Por el contrario, la denuncia realizada ante el Gobierno Civil por el alcalde Villarán y el primer teniente de alcalde Martín Audén Peláez se resolvió por la jurisdicción civil con fuertes multas de 500 ptas. al cura del Valle y a seis más (Gordillo, Escolar, Báñez, Roldán, Torres y Valladolid). El recurso que presentaron fue rechazado.

Pero no fue este el epílogo de esta historia. En realidad hubo dos epílogos. El primero fue el golpe de Sanjurjo del 10 de agosto de 1932, que triunfó en Sevilla, y que constituye el verdadero episodio final de la movida antirrepublicana que había dado lugar a los sucesos de Almonte y a otros muchos en los que la intencionalidad política se disfrazó de religión.
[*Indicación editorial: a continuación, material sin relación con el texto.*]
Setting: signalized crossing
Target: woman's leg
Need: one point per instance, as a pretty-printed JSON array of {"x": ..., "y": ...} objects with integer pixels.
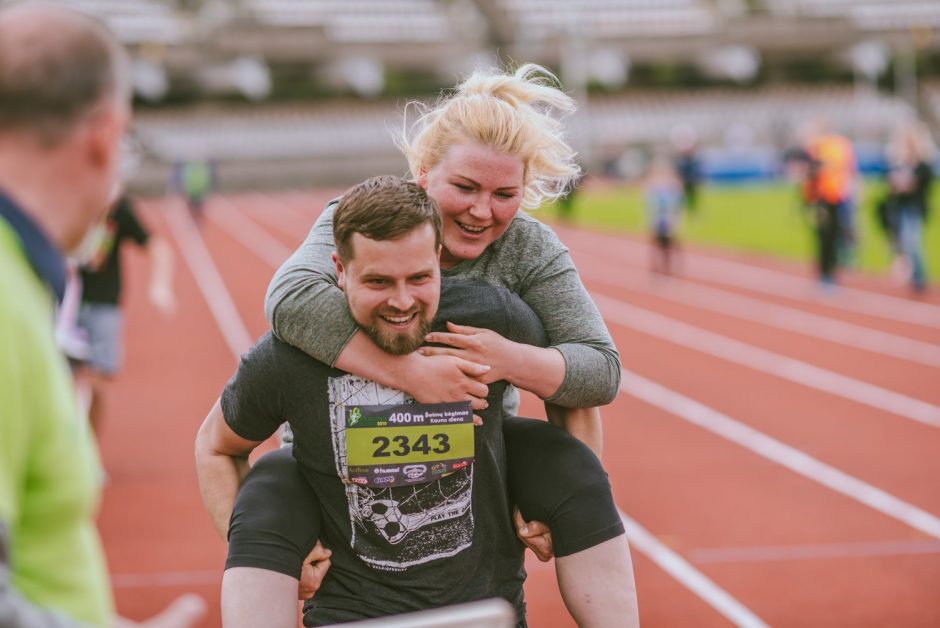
[
  {"x": 556, "y": 479},
  {"x": 274, "y": 525}
]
Y el segundo y definitivo: el golpe militar de julio del 36, donde muchas de las víctimas de los sucesos del 32 fueron definitivamente hechas desaparecer sin trámite alguno: me refiero a gente como Francisco Acevedo Salguero, Martín Audén Peláez, Joaquín Díaz Millán, Leoncio Espinosa Colino, Pedro Guitar Mendoza, Manuel López González y Manuel López Mojarro. Todos ellos miembros de la corporación de 1931. En relación con los «sucesos», debe de haber más represaliados, pero hace falta la historia local para sacarlos a la luz. En total, en Almonte, fueron asesinadas cien personas.
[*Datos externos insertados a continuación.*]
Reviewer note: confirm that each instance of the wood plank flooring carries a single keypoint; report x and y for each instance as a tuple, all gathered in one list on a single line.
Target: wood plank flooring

Fue así, en un descampado y víctimas del fascismo agrario, como acabó la verdadera historia de los eufemísticamente llamados «sucesos de Almonte», golpe de estado local orquestado por quienes no se resignaban a dejar sus poltronas municipales, y ahí mismo empezó la leyenda del atentado a la Virgen y la reacción ejemplar del pueblo, leyenda cuyo objetivo no era otro que ocultar el verdadero trasfondo de lo ocurrido. Resulta evidente que lo han conseguido y que a 70 años de los hechos muy pocos recuerdan los nombres de las verdaderas víctimas o la realidad de una historia de sabor puramente agrario. Hecho este en el que también debe de haber influido mucho la machacona insistencia de la historiografía tradicional desde entonces hasta nuestros días en explicarnos los llamados «sucesos de Almonte» según la versión de La Unión y el ABC.
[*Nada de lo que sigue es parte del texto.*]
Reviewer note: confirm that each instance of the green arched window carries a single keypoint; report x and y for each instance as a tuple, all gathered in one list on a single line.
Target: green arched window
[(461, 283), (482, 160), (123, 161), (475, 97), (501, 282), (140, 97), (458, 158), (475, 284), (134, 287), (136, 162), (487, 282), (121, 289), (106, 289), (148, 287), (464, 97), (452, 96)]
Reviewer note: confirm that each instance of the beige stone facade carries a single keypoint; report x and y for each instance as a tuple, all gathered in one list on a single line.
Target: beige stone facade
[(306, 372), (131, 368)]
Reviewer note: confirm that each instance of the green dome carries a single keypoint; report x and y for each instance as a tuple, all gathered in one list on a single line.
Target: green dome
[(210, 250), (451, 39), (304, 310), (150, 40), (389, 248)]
La historia que se ha contado constituye la prueba de la enorme dificultad que entraña recuperar la realidad de un hecho histórico totalmente velado por la leyenda y por las versiones interesadas. Máxime cuando forma parte de la historia medular de un fenómeno complejo como la romería del Rocío.

1 Véase F. Espinosa: Contra el olvido, Crítica, Barcelona, 2006.

2 F. Espinosa: La guerra civil en Huelva, Diputación Provincial, Huelva, 4.a ed., 2005.